We have now our simulated data.

Question 3 Simulate data with \(a=0\) and \(a=1\). Comment on the value of the coefficient of the regression of log hours on log wage and X.

As we have seen in class, Heckman (74) offers a way for us to correct the our regression in order to recover our structural parameters.

As we have seen in class, we need to understand how the error term in the hour regression correlates with the labor participation decision.

Question 4 Following what we did in class, and using the class note, derive the expression for the Heckman correction term as a function of known parameters. In other words, derive \(E( a \xi_i + \epsilon_i | lfp=1)\).

Construction of this epxression requires us to recover the parameters \(\delta/\sigma_xi,\delta_0/\sigma_xi\). We can get these by running a probit of participation on \(Z_i\).

`fit2 = glm(lfp ~ Z,simdata,family = binomial(link = "probit"))`

Question 5 Check that the regression does recover correctly the coefficients.

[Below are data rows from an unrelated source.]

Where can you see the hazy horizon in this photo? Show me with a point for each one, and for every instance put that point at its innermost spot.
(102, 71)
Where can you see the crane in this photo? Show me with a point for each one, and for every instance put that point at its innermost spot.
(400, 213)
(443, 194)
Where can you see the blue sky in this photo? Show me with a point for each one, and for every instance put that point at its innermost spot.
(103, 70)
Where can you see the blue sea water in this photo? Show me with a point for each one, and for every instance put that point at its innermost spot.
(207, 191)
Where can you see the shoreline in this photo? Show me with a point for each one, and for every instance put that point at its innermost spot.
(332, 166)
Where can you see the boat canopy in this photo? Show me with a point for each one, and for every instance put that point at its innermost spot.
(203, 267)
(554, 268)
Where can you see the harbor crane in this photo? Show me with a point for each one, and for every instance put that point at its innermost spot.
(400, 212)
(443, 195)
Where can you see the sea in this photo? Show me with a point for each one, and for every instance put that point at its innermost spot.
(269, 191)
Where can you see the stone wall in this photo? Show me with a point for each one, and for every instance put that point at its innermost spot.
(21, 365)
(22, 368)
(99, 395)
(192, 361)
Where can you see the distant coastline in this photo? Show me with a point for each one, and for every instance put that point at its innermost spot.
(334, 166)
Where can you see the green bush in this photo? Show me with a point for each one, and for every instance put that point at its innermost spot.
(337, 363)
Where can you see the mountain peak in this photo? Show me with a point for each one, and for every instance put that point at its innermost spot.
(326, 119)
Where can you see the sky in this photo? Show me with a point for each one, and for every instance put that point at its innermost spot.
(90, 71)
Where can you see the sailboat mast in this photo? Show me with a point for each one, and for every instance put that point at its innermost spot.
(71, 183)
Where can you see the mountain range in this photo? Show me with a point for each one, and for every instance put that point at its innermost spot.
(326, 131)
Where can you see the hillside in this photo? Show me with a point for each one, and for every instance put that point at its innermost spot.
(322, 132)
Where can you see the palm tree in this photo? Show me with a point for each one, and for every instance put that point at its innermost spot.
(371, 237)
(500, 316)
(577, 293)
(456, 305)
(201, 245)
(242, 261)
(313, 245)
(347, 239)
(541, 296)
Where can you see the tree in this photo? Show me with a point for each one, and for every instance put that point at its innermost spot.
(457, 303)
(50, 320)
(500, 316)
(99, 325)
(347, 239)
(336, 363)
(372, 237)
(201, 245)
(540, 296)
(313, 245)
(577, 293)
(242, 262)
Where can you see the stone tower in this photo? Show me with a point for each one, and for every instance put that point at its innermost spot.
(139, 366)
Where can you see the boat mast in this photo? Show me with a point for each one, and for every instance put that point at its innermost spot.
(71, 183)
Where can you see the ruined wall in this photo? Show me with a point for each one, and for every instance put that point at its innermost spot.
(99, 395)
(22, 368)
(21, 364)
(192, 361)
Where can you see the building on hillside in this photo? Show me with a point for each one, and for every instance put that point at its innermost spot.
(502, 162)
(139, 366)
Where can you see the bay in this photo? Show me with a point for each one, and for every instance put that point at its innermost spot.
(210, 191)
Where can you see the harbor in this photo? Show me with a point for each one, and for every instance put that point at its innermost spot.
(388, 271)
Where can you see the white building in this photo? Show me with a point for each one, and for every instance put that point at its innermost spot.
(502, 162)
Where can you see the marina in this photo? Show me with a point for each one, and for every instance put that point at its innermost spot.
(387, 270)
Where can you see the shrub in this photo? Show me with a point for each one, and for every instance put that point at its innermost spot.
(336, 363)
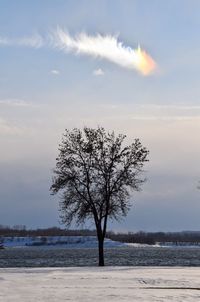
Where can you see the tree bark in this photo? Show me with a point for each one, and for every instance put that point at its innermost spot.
(101, 250)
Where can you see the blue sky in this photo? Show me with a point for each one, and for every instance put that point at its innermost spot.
(44, 90)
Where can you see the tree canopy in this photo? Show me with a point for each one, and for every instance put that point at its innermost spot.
(96, 172)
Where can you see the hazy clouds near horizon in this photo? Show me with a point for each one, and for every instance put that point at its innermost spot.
(44, 91)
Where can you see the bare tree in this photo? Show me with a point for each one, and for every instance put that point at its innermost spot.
(96, 173)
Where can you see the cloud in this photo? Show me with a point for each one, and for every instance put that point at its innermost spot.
(55, 72)
(105, 47)
(9, 129)
(98, 72)
(15, 103)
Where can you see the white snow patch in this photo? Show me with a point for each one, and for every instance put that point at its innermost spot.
(100, 284)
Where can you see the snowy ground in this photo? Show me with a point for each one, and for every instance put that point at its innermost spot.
(106, 284)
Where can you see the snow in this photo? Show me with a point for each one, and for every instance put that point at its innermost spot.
(149, 284)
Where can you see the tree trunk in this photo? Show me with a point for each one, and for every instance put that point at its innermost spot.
(101, 251)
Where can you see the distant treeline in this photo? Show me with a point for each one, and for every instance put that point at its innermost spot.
(130, 237)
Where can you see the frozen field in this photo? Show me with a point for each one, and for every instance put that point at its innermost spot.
(99, 284)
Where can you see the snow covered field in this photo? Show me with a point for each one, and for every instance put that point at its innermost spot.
(95, 284)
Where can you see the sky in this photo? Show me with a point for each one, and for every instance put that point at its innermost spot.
(67, 64)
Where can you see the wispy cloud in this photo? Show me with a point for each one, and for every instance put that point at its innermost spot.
(106, 47)
(98, 72)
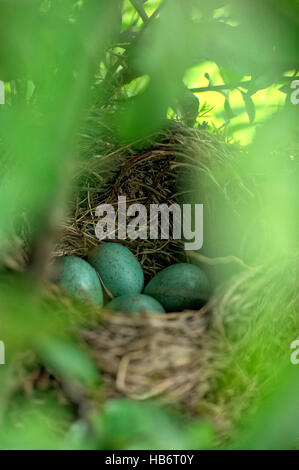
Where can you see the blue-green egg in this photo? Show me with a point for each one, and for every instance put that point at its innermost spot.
(120, 271)
(79, 280)
(179, 287)
(137, 303)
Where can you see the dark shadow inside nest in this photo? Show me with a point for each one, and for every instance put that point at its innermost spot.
(147, 178)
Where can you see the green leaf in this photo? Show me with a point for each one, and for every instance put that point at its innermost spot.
(69, 361)
(249, 105)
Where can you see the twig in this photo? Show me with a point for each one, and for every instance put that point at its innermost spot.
(139, 8)
(231, 86)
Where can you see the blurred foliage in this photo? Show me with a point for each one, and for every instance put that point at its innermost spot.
(225, 62)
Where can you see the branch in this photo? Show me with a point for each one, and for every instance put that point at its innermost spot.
(139, 8)
(232, 86)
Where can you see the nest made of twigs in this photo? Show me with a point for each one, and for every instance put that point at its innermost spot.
(149, 355)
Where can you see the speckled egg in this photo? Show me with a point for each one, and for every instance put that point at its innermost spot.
(179, 287)
(135, 303)
(79, 279)
(118, 268)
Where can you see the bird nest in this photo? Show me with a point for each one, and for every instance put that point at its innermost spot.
(145, 356)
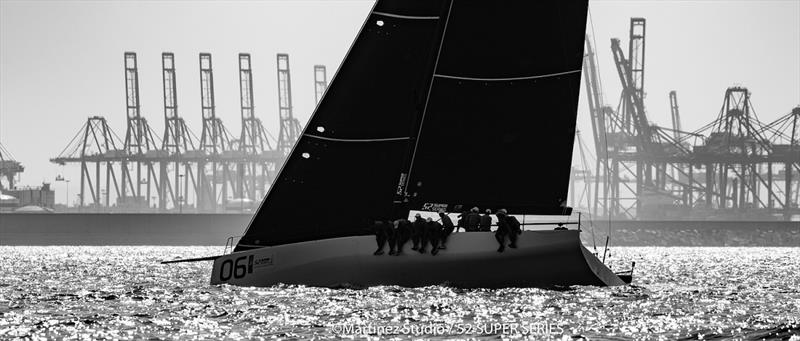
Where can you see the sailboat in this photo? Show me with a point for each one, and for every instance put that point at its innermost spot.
(438, 105)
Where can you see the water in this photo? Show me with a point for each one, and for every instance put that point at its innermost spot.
(123, 293)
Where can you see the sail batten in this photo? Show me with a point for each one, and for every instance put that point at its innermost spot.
(505, 79)
(385, 139)
(411, 17)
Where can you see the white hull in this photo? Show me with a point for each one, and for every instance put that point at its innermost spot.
(542, 259)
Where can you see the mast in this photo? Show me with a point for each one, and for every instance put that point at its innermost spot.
(320, 82)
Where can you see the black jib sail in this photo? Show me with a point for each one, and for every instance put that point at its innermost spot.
(447, 103)
(344, 170)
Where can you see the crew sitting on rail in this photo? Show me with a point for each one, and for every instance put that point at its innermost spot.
(402, 233)
(507, 226)
(418, 234)
(383, 232)
(433, 233)
(447, 228)
(486, 222)
(473, 220)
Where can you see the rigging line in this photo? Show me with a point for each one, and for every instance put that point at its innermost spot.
(412, 17)
(359, 140)
(508, 78)
(428, 97)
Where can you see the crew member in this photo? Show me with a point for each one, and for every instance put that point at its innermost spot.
(486, 221)
(507, 226)
(402, 233)
(473, 220)
(418, 233)
(447, 228)
(433, 232)
(382, 232)
(462, 220)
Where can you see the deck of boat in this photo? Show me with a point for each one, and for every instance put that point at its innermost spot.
(542, 259)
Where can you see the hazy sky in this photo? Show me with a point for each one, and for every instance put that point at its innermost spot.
(62, 61)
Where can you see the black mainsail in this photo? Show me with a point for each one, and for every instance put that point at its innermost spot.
(437, 103)
(344, 169)
(499, 124)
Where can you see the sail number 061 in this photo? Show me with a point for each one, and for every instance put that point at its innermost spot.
(236, 268)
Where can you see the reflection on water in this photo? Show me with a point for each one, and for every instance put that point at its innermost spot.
(123, 293)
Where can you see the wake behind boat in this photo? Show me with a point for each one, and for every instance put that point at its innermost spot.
(435, 108)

Use them to construct the inverse Mills ratio. Use the correction you created and show that the regression with this extra term delivers the correct estimates for \(\gamma\) even in the case where \(a\neq 0\).

Lastly we want to replicate the approach of Blundell, Duncan and Meghir. To justify such an appraoach we are going to include an additional endogeneity concern between the wage and the disutility of hours of worked. We want to do the following:

- add the wage residual \(u_i\) inside the expression for \(\beta_i\) (similar to the \(\xi\) term)
- simulate 2 data-sets (two different cross-sections, redraw everything). However in the second cross-section change the \(rho\) to 1.2

Our final step is then to try to recover the wage elasticty by differencing across periods usig the tax variation. To do so, we need to compute time specific Mills ratios.

Question 6 Why do we need to estimate the parameters of the selection equation separatly for each period?

Question 7 Create the heckman correction term for each observation in each period. Then cut the X into a few values (picking some threshold). Finally compute all first difference in the time dimension (including the mills ratio difference). Finally run the regression using the different group as obervations and the difference as variables. Do this allow to recover the correct \(\gamma\)?